今回は、カンテレが手掛ける政治を軸にした両作品を題材に、作中で飛び出した“政権”においての発言に触れながら、勝手に制作側の意図を夢想したい。
まず、『罠の戦争』だ。渾身のスキャンダルで鶴巻を追い込もうと目論む鷲津(草彅剛)だったが、もう少しのところでかわされてしまう。一応は鶴巻を引退させることに成功するも、それは“名誉の辞任”という印象を与えるもので、最大の敵役を潰すことには失敗する。さらには、当初は鶴巻潰しを支持し、鷲津を応援していた竜崎総理(高橋克典)からも裏切られる始末。
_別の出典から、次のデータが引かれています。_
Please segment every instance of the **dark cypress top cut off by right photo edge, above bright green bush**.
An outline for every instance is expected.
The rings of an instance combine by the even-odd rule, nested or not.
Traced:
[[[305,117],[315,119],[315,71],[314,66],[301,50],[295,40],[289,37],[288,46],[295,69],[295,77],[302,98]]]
画像:関西テレビ放送 カンテレ『罠の戦争』公式サイトより
『罠の戦争』『エルピス』で飛び出した、忘れられない言葉
「この国の人間は気分でしか政治を考えない」
そんな中、失意のどん底にある鷲津に対して、鶴巻は「私ほど政治を守ってきた人間はいないよ」と口にした後、「この国の人間は気分でしか政治を考えない。不満が溜まりすぎてガス抜きが必要になったら総理を代えてやる。それで意見が通ったと満足するわけだ、あの連中は」と続けた。 政権を守ることが政治を守る、ひいては国民を守ることと言わんばかりの傲慢さを感じる。とはいえ、首相が交代した途端に支持率が回復するケースは珍しくない。“気分でしか政治を考えない国民”とは言い得て妙であり、風刺の効いたセリフと言える。